Where the raw source files live

These lessons assume your case-study data are stored under the course folder (not the site root):

courses/foundations-r/data/

Within that folder, we use a strict separation:

  • data/source_clean/ → clean reference version (never edited)
  • data/source_issues/ → messy “as received” version (never edited)
  • data/derived/ → your intermediate exports (structurally cleaned, assembled, locked)
  • results/ → QC figures, logs, and model outputs

Files

You will work with three PMx-style inputs:

  • DM — demographics / covariates
  • EX — dosing events
  • PC — PK concentrations

Common real-world issues are intentionally included, such as:

  • missing covariates
  • inconsistent encodings (e.g., sex labels)
  • type problems (e.g., numeric stored as character)
  • duplicated observations
  • time issues and ordering problems
  • a covariate unit mismatch (e.g., one weight in lb instead of kg)

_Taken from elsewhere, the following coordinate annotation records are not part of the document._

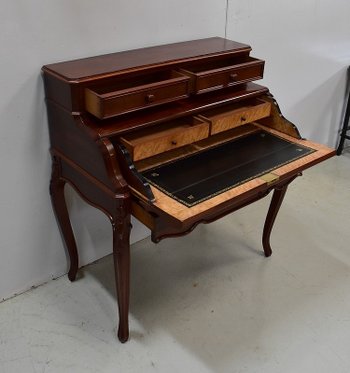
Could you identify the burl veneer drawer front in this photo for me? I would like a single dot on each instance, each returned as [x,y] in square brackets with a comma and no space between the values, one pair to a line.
[168,136]
[135,94]
[216,75]
[230,116]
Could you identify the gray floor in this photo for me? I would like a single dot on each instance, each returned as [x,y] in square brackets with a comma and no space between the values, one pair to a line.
[207,302]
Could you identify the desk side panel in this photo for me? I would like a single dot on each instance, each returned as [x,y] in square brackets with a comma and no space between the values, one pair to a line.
[70,140]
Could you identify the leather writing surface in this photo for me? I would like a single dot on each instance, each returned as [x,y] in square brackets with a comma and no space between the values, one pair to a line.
[201,176]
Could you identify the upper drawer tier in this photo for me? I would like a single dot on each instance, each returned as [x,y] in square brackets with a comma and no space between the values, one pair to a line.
[224,73]
[137,93]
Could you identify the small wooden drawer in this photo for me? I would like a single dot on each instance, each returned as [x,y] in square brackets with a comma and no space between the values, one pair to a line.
[230,116]
[168,136]
[221,74]
[134,94]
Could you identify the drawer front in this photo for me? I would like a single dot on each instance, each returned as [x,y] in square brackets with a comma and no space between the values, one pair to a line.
[175,135]
[117,102]
[227,76]
[226,118]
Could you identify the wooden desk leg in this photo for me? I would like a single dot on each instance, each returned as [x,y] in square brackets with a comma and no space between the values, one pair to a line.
[121,254]
[60,208]
[275,205]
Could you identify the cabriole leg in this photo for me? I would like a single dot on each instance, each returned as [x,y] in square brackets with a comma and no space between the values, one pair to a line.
[275,205]
[60,208]
[121,254]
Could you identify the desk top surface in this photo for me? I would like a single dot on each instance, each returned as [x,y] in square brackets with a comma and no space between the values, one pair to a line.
[130,60]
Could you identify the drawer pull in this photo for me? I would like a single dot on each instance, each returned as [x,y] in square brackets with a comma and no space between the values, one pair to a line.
[150,98]
[232,77]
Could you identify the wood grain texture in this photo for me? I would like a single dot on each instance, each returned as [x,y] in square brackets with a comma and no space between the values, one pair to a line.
[154,116]
[172,135]
[183,213]
[87,152]
[277,121]
[163,55]
[231,116]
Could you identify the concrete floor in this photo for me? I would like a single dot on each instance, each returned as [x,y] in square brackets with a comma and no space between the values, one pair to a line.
[207,302]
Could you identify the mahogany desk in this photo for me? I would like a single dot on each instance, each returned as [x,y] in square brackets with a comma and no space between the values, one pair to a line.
[175,135]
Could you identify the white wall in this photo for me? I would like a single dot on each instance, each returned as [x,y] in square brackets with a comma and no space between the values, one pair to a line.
[37,32]
[306,45]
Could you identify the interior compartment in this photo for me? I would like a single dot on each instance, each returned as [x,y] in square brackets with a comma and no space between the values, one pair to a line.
[128,95]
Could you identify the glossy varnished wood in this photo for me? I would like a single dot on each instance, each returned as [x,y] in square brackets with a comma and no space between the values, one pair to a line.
[101,107]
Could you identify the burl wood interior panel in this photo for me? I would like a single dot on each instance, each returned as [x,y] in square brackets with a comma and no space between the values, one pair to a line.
[203,175]
[171,135]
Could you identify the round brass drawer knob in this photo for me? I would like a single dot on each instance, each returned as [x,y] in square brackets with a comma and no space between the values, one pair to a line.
[150,98]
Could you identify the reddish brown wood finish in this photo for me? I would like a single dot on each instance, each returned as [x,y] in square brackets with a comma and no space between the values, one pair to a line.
[86,150]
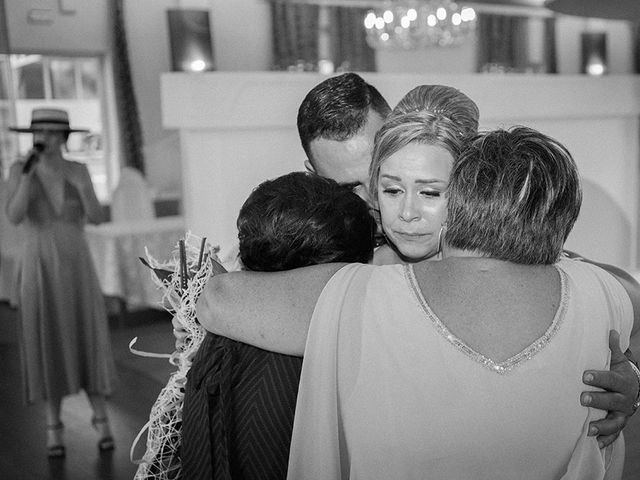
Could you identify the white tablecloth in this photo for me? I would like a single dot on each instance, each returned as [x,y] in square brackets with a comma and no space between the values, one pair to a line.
[116,248]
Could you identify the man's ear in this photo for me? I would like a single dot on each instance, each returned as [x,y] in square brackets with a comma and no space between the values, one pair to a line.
[308,166]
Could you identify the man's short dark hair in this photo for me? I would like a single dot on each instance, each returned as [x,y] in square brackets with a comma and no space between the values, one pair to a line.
[337,109]
[302,219]
[513,195]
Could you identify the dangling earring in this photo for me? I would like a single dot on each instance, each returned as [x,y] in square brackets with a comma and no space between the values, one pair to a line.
[441,233]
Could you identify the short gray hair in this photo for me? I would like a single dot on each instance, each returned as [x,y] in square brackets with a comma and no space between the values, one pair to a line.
[513,195]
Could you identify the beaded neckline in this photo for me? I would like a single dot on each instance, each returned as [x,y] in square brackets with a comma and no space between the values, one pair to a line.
[510,363]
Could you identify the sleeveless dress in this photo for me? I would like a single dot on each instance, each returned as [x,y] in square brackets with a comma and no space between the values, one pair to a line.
[387,391]
[65,344]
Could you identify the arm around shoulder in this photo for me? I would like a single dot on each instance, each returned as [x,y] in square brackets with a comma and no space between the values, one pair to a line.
[270,310]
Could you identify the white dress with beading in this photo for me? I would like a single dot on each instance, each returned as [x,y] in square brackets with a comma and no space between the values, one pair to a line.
[388,392]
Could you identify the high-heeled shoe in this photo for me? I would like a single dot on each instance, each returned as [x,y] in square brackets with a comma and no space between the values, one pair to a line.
[106,442]
[55,447]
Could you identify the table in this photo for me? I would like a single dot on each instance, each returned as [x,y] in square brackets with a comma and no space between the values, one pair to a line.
[116,246]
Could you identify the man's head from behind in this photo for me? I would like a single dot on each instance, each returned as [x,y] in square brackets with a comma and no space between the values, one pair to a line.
[337,123]
[301,219]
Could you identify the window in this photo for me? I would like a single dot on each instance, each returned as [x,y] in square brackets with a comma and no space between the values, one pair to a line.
[71,83]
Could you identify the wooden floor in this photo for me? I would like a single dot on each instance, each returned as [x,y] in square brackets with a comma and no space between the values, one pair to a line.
[22,428]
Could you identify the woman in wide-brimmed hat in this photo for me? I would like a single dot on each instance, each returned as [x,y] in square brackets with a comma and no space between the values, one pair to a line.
[64,334]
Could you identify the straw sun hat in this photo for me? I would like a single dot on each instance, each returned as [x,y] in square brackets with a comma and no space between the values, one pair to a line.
[48,119]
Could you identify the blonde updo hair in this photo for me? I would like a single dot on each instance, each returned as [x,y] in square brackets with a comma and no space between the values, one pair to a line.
[429,114]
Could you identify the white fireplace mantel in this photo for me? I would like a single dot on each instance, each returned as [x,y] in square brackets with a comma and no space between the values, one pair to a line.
[239,128]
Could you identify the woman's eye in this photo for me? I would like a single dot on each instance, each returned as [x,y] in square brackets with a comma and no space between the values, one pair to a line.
[431,193]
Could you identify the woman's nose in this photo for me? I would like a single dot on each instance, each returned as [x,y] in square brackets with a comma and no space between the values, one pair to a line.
[409,212]
[363,192]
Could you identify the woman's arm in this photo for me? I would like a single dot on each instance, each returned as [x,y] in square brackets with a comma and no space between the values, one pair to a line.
[620,382]
[19,188]
[268,310]
[82,181]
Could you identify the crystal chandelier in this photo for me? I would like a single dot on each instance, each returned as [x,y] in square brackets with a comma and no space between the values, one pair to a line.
[409,24]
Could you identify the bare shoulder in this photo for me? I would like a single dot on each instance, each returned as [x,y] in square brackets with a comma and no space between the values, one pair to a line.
[385,255]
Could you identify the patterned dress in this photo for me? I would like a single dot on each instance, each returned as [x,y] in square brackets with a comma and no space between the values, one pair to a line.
[238,412]
[64,332]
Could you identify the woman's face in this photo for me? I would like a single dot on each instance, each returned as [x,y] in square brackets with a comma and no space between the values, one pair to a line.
[51,139]
[411,196]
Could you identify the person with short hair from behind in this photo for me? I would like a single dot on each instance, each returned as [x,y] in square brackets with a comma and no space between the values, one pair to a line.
[240,400]
[337,123]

You are not expected to “fix everything automatically.”
You are expected to identify, justify, and document decisions.


Learning Objectives

By the end of this section, you will be able to:

  • Inventory raw PMx files and check design-level expectations.
  • Perform minimal structural QC to unblock assembly (types, keys, core fields).
  • Assemble an event-style dataset and derive TIME/NTIME.
  • Use visualization to discover data problems and prioritize fixes.
  • Apply only defensible corrections and document them in a QC log.
  • Lock a final modeling-ready dataset with disposition summaries and focused EDA.
  • Fit naive pooled and population models (nls(), nlme()) and interpret diagnostics.
  • Use the frozen population model to simulate new dosing scenarios.

Lessons in This Section

Case Study: From Raw Clinical Data to Modeling and Simulation

  1. Case Setup & Data Overview
    Inventory DM/EX/PC, validate expectations, and start a QC decision log.

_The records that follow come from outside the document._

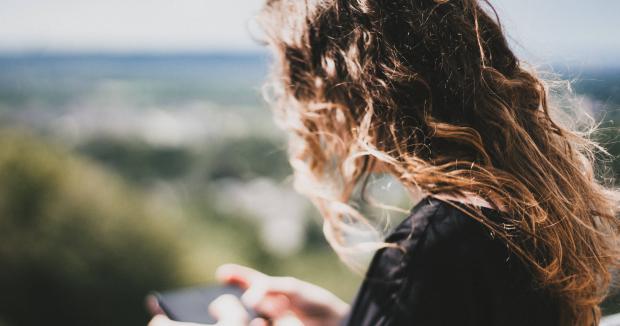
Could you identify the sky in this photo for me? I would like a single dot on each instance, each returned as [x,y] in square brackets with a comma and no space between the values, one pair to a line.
[544,29]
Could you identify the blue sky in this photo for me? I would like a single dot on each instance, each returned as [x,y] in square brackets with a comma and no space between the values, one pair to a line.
[541,29]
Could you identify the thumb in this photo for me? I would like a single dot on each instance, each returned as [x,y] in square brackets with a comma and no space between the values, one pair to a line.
[241,276]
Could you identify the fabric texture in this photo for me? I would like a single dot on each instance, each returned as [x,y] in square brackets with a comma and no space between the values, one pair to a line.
[449,271]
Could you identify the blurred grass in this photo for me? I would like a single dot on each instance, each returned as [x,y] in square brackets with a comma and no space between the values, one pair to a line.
[79,246]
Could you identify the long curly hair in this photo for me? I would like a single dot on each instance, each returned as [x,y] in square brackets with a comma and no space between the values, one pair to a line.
[430,91]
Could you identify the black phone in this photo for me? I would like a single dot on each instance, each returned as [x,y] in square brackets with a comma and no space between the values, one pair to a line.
[191,304]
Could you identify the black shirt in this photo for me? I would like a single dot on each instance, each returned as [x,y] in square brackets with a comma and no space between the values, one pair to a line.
[452,271]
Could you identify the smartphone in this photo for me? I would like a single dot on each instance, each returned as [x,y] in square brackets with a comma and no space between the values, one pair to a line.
[191,304]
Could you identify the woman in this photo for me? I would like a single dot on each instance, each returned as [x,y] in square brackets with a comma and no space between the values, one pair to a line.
[515,227]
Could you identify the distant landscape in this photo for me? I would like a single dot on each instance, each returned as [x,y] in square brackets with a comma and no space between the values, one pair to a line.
[122,174]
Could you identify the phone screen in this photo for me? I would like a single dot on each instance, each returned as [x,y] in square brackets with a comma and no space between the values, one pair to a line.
[191,304]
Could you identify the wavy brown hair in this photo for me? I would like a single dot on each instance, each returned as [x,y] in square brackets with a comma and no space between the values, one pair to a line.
[431,91]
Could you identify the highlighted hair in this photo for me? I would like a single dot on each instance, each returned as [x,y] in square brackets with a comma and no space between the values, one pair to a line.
[431,91]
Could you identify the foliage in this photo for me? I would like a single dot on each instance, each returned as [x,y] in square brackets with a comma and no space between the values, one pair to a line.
[76,246]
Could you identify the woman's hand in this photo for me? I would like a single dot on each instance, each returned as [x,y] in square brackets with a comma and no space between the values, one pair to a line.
[276,297]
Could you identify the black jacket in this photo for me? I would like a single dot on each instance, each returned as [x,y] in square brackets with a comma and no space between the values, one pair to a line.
[451,272]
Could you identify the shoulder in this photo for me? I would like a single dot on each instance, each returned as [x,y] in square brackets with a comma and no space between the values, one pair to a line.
[434,224]
[435,234]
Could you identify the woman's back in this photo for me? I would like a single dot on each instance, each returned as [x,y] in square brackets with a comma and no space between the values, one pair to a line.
[450,271]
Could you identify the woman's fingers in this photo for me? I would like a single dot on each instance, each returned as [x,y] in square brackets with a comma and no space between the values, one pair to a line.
[161,320]
[239,275]
[229,311]
[273,306]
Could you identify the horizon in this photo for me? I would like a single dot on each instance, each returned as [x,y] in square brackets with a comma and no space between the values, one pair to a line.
[556,31]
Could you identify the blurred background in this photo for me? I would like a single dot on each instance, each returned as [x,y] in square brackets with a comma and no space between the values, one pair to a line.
[136,153]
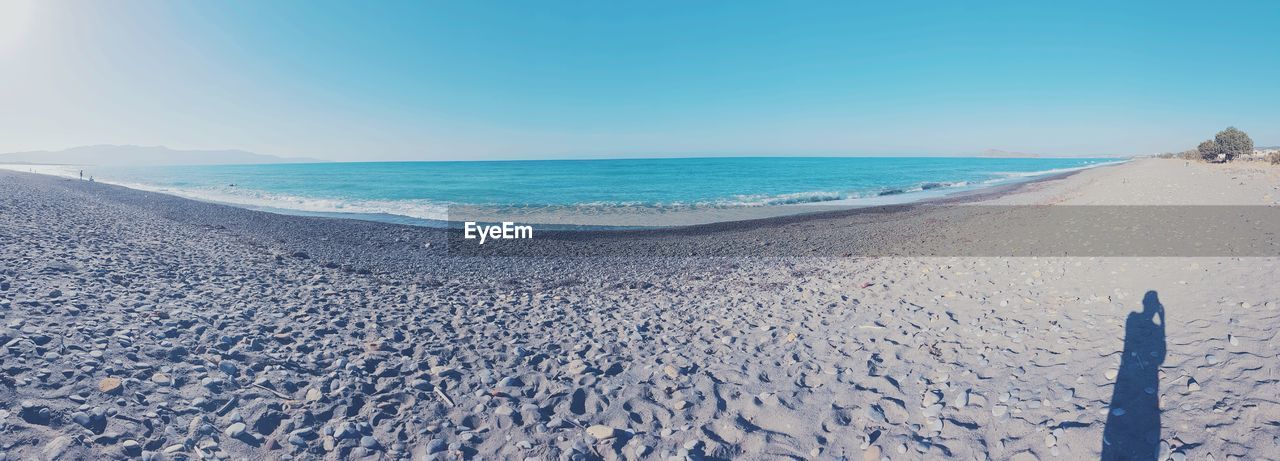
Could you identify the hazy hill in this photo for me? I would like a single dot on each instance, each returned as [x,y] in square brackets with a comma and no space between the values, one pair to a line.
[144,155]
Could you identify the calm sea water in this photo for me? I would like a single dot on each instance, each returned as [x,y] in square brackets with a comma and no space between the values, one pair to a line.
[425,190]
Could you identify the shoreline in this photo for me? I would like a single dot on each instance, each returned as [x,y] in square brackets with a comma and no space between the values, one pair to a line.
[197,329]
[671,219]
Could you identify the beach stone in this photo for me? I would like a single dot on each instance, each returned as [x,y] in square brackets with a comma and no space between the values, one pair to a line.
[55,448]
[236,429]
[872,453]
[110,386]
[600,432]
[228,368]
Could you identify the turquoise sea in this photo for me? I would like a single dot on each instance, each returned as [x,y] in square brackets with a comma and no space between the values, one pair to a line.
[421,192]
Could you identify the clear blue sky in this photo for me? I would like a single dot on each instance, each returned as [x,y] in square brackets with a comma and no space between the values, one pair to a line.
[489,80]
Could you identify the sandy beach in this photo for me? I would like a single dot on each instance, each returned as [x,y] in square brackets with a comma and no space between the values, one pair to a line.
[146,325]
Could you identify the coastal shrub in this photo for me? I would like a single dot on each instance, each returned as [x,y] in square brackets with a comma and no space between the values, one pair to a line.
[1207,150]
[1233,144]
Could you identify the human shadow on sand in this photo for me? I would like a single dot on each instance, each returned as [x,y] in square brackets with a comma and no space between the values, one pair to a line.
[1133,423]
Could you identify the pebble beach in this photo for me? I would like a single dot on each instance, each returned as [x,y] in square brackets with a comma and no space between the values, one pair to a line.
[142,325]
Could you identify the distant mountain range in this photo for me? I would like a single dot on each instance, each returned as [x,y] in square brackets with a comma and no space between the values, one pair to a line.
[144,155]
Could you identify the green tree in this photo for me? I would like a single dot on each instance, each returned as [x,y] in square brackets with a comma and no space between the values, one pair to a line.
[1207,150]
[1233,142]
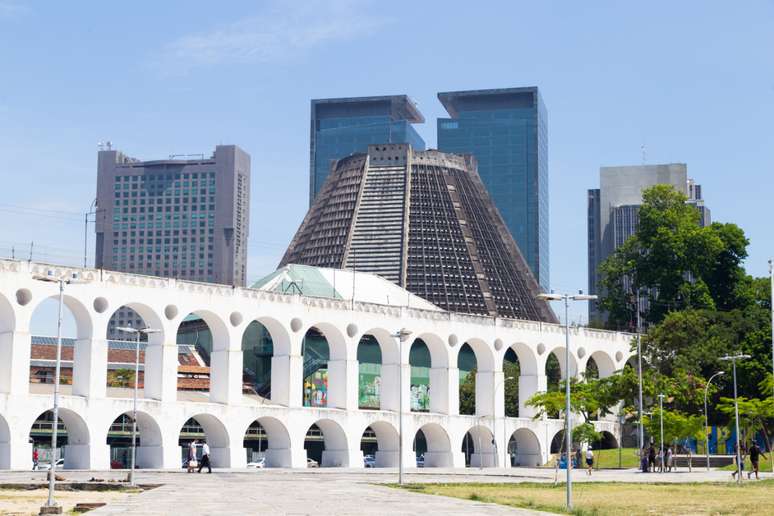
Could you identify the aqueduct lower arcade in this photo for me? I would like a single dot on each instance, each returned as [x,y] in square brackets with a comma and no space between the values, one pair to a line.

  2. Structural QC & Minimal Fixes
    Fix only what blocks assembly (datetime parsing, type coercion, BLQ encoding).
    Do not remove duplicates/spikes yet.

  3. Preliminary Dataset Assembly
    Assemble first (including pivot_wider() on DM), derive TIME/NTIME, build an event-style dataset, and export a preliminary dataset for QC.

  4. Visualization-Driven QC on the Preliminary Dataset
    Let plots reveal duplicates, spikes, negative values, time issues, and covariate outliers (lb vs kg).
    No fixing yet — evidence only.

  5. Fixing Data Issues
    Apply defensible fixes (e.g., remove exact duplicates, convert lb → kg, drop rows with missing TIME) and document every decision.

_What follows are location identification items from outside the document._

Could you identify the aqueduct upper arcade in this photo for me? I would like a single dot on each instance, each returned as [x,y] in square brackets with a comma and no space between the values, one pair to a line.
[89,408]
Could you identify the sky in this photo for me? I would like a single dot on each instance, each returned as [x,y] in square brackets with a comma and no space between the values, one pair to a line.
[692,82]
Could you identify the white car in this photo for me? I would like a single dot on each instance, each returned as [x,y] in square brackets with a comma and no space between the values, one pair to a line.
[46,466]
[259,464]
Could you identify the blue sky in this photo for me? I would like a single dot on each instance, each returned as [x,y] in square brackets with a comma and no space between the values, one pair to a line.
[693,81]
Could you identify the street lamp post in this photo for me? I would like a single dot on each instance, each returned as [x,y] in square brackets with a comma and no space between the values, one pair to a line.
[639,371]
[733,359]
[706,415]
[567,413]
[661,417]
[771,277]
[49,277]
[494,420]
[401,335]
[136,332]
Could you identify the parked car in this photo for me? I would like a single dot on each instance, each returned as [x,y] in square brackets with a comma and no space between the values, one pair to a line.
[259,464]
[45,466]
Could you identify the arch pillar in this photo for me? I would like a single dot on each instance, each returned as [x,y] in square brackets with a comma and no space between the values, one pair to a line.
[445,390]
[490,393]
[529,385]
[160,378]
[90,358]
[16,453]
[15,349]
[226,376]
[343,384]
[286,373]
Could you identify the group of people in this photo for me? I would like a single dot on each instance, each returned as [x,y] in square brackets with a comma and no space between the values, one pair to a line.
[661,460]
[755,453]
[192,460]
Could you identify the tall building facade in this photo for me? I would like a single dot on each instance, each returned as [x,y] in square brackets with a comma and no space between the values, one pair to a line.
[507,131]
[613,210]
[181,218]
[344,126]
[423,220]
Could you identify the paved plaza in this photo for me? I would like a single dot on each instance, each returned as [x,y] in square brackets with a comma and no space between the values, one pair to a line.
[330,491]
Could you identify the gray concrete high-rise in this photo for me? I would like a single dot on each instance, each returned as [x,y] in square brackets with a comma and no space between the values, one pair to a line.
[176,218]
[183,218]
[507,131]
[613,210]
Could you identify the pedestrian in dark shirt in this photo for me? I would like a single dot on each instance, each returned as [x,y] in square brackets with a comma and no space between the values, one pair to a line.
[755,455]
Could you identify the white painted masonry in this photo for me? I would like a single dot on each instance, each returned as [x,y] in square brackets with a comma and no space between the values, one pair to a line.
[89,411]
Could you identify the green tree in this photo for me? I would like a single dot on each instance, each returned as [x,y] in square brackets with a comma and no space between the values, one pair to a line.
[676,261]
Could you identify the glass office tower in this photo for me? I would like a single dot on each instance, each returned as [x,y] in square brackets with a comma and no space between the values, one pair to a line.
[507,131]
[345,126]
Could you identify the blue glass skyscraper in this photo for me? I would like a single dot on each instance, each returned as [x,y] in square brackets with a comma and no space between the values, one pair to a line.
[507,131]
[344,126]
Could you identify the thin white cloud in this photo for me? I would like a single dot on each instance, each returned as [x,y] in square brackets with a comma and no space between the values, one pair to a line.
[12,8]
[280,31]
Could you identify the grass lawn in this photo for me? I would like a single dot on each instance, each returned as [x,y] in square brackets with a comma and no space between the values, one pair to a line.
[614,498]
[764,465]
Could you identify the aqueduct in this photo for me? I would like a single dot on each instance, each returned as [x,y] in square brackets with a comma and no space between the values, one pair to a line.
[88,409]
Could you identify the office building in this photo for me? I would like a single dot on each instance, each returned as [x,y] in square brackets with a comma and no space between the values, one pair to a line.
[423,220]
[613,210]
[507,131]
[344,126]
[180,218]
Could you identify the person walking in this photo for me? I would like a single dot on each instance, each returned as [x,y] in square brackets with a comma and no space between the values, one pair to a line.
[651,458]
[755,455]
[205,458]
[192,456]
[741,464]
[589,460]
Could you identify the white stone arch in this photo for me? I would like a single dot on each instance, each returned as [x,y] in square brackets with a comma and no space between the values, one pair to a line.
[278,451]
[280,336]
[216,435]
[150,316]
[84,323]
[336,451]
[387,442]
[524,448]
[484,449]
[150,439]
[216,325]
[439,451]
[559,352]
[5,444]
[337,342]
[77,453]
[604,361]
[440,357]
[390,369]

  6. Final Dataset Lock & Exploratory Data Analysis
    Lock the final event-style dataset, create a disposition table, summarize covariates/BLQ, and export the modeling-ready analysis dataset.

  7. Naive Pooled Modeling (nls)
    Fit a single structural model to all subjects (excluding placebo), then use diagnostics to motivate hierarchy.

  8. Population Modeling with nlme()
    Fit a mixed-effects model, interpret fixed/random effects, run core diagnostics, and freeze the fitted model object for simulation.

  9. Simulation & Scenario Exploration
    Use the frozen model to simulate new doses/regimens and compute exposure metrics (Cmax, AUC) for decision-oriented interpretation.


How to Work Through the Case Study

Recommended approach:

  1. Read the narrative first (don’t rush to “fix”).
  2. Run the code locally if possible.
  3. Pause at decision points and ask:
    • What exactly is the evidence?
    • What would I do in a real project?
    • What assumptions am I making?
  4. Record decisions in your QC log before changing data.

There is rarely one “correct” answer — but there are defensible and indefensible ones.


A Note on Professional Judgment

In real PMx work:

  • data are imperfect
  • time is limited
  • decisions must be explained to others

This section is designed to model that reality.

If you can explain why you made a decision — with evidence — you are practicing PMx, not just R.

After completing this section, you should feel comfortable:

  • taking raw study data from collaborators
  • performing initial QC independently
  • preparing datasets for modeling teams
  • explaining your choices clearly and reproducibly
  • using models for simulation and decision support

These are core professional skills — and they matter as much as any model.